It has been a fascinating week in Liverpool watching Liberal Democrat ministers, MPs and party activists circling each other at their first party conference since entering the Cameron-led coalition.
Along with tax-and-spend, education and Trident missiles, health is a sensitive subject, albeit confined to the conference fringe, not the main agenda in the Echo Arena. Some sparks have flown.
Thus Nick Clegg saying “fairness should never be a numbers game” raised hackles in the way that George Osborne did when he spoke of “lifestyle choices” which some people make on welfare.
We all knew what they meant. It is not all about money and not everyone on benefit is eager to find work, even in Liverpool, where one third of employees are in the public sector. Labour failed the poor, Clegg loyalists insisted all week.
But a centre-left party which finds itself in a centre-right coalition needs to tread carefully not to offend floating voters. It must also plan an exit strategy well ahead of the promised 2015 election so it can fight as an independent party - as Clegg promises - not a Tory subsidiary, as some Tories would like.
Medico-politician Evan Harris, who lost his Oxford seat on 6 May, reminds his leader that their party remains “basically anti-Conservative” and that it had been a major error to talk of “fair cuts” - though they are less unfair than mere Tory ones.
Easy for Dr Harris to talk. But how did health minister Paul Burstow fare? I missed his fringe meeting, but his message was clear: the Liberating the NHS white paper is “full of Liberal principles” because “the secretary of state and I wrote it together”.
That is not quite right. My information is that the Lib Dems were seriously caught off guard by the white paper, largely a fait accompli. The hunch that Norman Lamb, Clegg’s health spokesman, was vetoed for a job in Lansley’s team, reinforces that notion.
Mr Burstow tells it thus: that Labour’s top-down experiments with private sector contracts, its costly IT plan, its obsession with targets which cost lives in Maidstone and Mid Staffs, all “tested to destruction the belief that you can run the NHS from Whitehall”.
That is a rewrite too, but never mind. Burstow says the white paper devolves power and money (“less money, more freedom”, as Treasury ministers put it) to both patients and NHS professionals. It is not true that GP consortia will be unaccountable.
“They will be accountable to me and the secretary of state through the mandate we will agree with the NHS Commissioning Board,” Burstow told activists.
It is not disruptive, not backdoor privatisation that will disadvantage the poor either. And most of it was flagged in the manifesto, he says, though not the bit - “I saw an opportunity” - which will give locally elected councillors a role in setting health strategy.

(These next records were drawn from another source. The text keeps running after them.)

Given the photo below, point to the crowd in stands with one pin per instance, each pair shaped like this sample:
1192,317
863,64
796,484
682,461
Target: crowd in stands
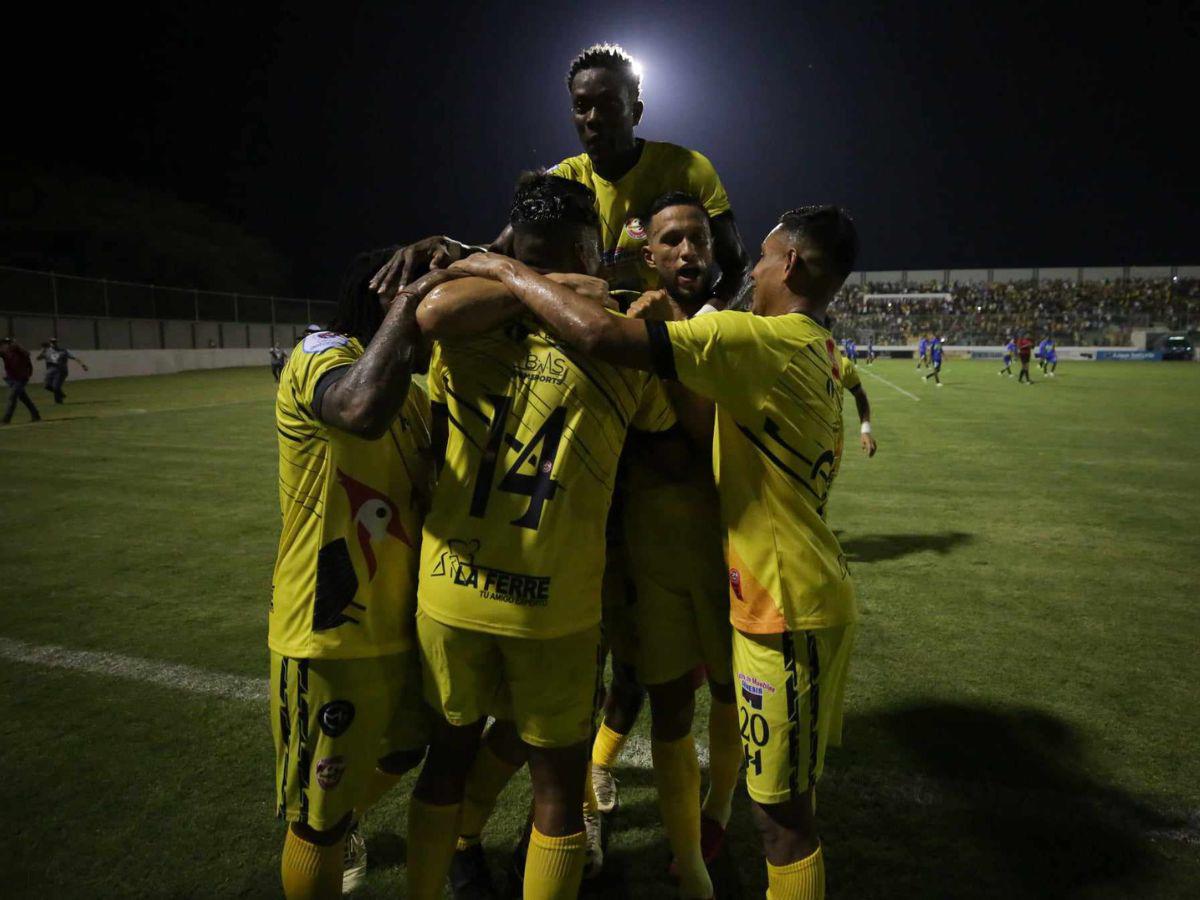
1077,313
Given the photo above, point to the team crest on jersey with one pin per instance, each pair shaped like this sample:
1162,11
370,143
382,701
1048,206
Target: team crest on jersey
376,516
336,717
323,341
754,689
330,771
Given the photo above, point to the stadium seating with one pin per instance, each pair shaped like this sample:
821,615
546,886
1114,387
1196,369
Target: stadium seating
1077,313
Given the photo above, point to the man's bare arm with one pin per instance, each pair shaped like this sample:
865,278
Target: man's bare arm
731,255
367,397
429,253
577,321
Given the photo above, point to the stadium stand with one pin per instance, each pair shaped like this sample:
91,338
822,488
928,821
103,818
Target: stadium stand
1079,312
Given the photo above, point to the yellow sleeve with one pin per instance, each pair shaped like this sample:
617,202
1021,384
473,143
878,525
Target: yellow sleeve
316,355
654,411
706,184
727,357
437,377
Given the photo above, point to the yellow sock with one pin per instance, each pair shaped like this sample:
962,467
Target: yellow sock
802,880
607,747
487,777
555,867
724,761
377,786
677,777
310,871
431,840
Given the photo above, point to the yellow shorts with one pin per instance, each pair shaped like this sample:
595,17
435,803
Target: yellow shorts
547,687
676,564
333,720
790,697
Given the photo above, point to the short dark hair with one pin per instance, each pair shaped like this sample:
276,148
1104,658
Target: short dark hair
829,228
606,55
672,198
359,311
544,202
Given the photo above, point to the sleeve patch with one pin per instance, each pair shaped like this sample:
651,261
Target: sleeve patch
323,341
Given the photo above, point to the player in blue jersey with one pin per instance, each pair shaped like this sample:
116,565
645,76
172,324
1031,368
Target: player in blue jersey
935,360
1009,351
1049,358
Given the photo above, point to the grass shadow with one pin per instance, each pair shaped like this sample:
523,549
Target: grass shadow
880,547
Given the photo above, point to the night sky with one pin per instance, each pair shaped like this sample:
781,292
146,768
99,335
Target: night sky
958,135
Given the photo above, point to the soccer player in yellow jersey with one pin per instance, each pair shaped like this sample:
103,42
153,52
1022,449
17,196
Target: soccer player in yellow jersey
354,483
513,551
773,377
624,172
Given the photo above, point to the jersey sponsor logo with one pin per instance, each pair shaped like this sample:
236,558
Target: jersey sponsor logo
754,689
330,771
323,341
335,717
457,563
375,515
545,370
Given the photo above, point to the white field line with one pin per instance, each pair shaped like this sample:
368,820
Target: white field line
912,790
897,387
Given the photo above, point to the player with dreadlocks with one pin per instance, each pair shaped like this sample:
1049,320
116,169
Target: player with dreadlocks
625,173
514,550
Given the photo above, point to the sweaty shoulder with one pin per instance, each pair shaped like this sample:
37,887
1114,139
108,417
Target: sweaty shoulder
576,168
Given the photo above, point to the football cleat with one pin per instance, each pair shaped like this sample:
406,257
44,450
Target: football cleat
605,785
469,875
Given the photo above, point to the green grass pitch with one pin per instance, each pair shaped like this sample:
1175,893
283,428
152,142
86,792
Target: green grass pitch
1023,715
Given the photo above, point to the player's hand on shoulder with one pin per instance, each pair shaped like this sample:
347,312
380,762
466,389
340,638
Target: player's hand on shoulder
435,252
657,305
587,286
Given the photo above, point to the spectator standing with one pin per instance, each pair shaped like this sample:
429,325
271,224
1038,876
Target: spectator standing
18,369
57,360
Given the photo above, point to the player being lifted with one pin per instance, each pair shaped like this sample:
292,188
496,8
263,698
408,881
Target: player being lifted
774,379
513,551
1049,358
935,360
624,172
354,483
1009,352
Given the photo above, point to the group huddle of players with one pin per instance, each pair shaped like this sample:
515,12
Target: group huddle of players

Well, perhaps. I like to give new teams the benefit of any doubt and so did the Liverpool conference.
But when activists got the chance to quiz Norman Lamb they complained about creeping NHS privatisation, central control of commissioning and cuts hurting the mentally ill.
Despite “compromises”, Norfolk Lamb remains loyal, reminding colleagues they had long favoured choice, decentralisation and integration of social care.
For far too long GPs have irresponsibly referred patients to hospitals “with gay abandon”, a trend we can no longer afford.
All the same I formed the view that Lamb thinks it might have been wiser to pilot GP consortia first and that what we must now call the Lansley-Burstow plan may prove a risky gamble. Indeed it is.